Alternate Symbol(s):  AETUF

ARC Resources Ltd. is a Canada-based energy company. The Company's activities are focused on the exploration, development, and production of unconventional natural gas, condensate, Natural gas liquids (NGLs), and crude oil in western Canada. The Company's assets are located in the Montney region in Alberta and northeast British Columbia. The Company’s operations in Alberta are located near Grande Prairie and the region includes Kawka and Ante Creek. Kawka is a premium condensate-rich and high-deliverability natural gas play with top-tier development opportunities. The Company’s operations in northeast British Columbia feature low-emissions assets and are strategically connected to third-party egress and hydroelectricity. The Company’s operations in northeast British Columbia are located near Dawson Creek and the region includes Greater Dawson, Sunrise, Attachie, and Septimus and Sundown. The Greater Dawson operating area includes Dawson Phases I, II, III and IV and Parkland 3-9.


TSX:ARX - Post by User

Post by MyHoneyPoton Apr 23, 2022 11:28am
217 Views
Post# 34626190

Share Buybacks

Share BuybacksLets guess that ARX has purchase back 50 million shares, we will not know until after this quarter but that is my guess.

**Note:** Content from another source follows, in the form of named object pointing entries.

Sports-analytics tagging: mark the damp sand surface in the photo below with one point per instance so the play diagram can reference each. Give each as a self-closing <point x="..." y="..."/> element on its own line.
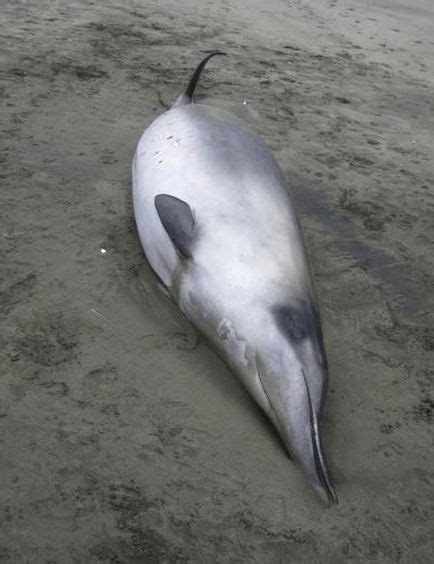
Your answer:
<point x="123" y="436"/>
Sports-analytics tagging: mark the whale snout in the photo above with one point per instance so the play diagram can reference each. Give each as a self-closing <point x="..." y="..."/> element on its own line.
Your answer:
<point x="292" y="369"/>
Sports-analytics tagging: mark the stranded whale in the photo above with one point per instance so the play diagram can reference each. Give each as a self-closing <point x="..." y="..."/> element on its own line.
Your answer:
<point x="216" y="222"/>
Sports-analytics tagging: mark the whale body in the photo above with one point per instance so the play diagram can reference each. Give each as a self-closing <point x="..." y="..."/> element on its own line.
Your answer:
<point x="217" y="225"/>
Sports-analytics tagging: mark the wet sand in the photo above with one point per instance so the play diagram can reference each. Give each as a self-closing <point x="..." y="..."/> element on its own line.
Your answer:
<point x="123" y="436"/>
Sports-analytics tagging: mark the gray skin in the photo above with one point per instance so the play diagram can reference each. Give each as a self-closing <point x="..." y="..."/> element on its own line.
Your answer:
<point x="216" y="222"/>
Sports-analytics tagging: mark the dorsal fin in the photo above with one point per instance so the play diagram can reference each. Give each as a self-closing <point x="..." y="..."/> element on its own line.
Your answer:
<point x="187" y="96"/>
<point x="178" y="221"/>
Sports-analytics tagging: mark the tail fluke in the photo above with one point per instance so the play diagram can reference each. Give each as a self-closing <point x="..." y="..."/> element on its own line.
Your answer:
<point x="187" y="96"/>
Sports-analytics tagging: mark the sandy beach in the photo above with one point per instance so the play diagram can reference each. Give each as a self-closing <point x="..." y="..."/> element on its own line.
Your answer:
<point x="123" y="436"/>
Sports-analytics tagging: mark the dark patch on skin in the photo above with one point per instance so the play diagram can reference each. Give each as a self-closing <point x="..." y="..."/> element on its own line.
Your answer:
<point x="178" y="221"/>
<point x="298" y="321"/>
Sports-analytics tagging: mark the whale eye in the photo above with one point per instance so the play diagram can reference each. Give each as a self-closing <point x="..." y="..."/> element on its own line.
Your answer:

So i am making the assumption they now have roughly 680 million shares outstanding. 

Lets assume a buyback price of 16 dollars, so it would of cost approximately 800 million dollars.

ARX will save the cost of the yearly dividend of roughly 40 cents a share, or 20 million dollars for the year. ( Chicken Feed )

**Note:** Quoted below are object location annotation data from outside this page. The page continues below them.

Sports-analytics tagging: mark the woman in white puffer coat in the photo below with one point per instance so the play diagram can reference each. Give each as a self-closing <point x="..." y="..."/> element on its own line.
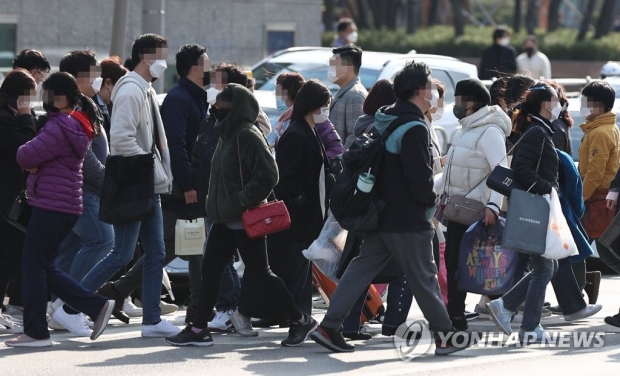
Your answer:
<point x="476" y="149"/>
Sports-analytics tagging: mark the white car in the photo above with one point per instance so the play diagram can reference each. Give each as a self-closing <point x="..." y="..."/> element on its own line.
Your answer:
<point x="312" y="62"/>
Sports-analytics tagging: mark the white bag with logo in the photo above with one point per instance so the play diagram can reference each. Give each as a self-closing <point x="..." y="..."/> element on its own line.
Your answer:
<point x="560" y="242"/>
<point x="190" y="237"/>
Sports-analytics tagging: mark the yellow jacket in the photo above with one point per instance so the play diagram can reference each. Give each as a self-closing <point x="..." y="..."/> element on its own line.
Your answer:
<point x="599" y="153"/>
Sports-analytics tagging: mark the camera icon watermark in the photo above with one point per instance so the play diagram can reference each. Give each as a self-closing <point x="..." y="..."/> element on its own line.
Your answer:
<point x="412" y="339"/>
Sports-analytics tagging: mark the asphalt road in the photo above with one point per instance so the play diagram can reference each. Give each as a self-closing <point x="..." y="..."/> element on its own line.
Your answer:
<point x="121" y="351"/>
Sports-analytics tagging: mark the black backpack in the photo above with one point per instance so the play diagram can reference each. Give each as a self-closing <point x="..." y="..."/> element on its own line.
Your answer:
<point x="355" y="210"/>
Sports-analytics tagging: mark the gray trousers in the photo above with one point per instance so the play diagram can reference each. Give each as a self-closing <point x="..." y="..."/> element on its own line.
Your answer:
<point x="414" y="252"/>
<point x="132" y="281"/>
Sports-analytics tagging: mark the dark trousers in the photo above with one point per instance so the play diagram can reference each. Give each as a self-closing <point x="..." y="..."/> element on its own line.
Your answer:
<point x="456" y="298"/>
<point x="11" y="247"/>
<point x="221" y="245"/>
<point x="46" y="231"/>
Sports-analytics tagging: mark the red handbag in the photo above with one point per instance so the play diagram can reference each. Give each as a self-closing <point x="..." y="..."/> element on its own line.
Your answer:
<point x="264" y="219"/>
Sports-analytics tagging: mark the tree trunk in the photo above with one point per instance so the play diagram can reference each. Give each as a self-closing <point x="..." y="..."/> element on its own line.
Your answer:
<point x="585" y="23"/>
<point x="459" y="23"/>
<point x="604" y="22"/>
<point x="532" y="16"/>
<point x="434" y="13"/>
<point x="554" y="15"/>
<point x="516" y="23"/>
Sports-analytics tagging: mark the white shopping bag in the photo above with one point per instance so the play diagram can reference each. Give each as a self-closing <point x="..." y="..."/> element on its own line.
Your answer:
<point x="189" y="237"/>
<point x="560" y="242"/>
<point x="326" y="251"/>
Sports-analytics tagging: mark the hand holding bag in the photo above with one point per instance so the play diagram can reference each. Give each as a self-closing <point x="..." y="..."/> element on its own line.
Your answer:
<point x="19" y="213"/>
<point x="485" y="267"/>
<point x="560" y="242"/>
<point x="264" y="219"/>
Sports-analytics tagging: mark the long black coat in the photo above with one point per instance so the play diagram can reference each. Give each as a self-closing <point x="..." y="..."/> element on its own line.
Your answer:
<point x="14" y="132"/>
<point x="300" y="156"/>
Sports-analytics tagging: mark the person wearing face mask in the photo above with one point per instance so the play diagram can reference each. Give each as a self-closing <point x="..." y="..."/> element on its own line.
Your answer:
<point x="17" y="127"/>
<point x="243" y="175"/>
<point x="477" y="147"/>
<point x="535" y="164"/>
<point x="53" y="160"/>
<point x="302" y="162"/>
<point x="532" y="62"/>
<point x="348" y="103"/>
<point x="500" y="59"/>
<point x="405" y="230"/>
<point x="598" y="164"/>
<point x="137" y="128"/>
<point x="90" y="239"/>
<point x="183" y="110"/>
<point x="36" y="63"/>
<point x="287" y="86"/>
<point x="347" y="33"/>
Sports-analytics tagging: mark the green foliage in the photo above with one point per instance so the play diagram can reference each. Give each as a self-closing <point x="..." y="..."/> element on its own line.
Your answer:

So 20 million dollars will will be the improved FCF ARC will get from these purchases. This is about 3 cents per share in improved Cash Flow after spending 800 million dollars, sounds like a great return. 

Hedge Buybacks

If they spent the same 800 million on hedge buyback, it would result in 800 million or more FCF. That would be about $1.15 share in improved earning and the cash would still be in the company. It still would be on the balance sheet in the form of earning or reduce debt.

With Share buybacks your thowing the cash out the window and hoping the market gives you a fair evaluation, however it is contingent on things like Management Performance which is highly in question at Arx, Cash Flow, and Business Strategy.

Interest rates are going up and you can now get GIC at a 3% plus, making ARX dividend measly and way to low. People are looking at a potential market pull back.

You can throw your cash out the window buying back shares and if the industry does not like your management team, if your growth plan is weak and not communicated or your dependant on Treaty8 nations for your future, good luck with that. 

Really i don't agree with share buybacks and increasing cashflow and dividends and production would be the best thing for shareholders. Share buybacks should be opportunitstic, and a line item for accountant to put a dollar figure into every quarter.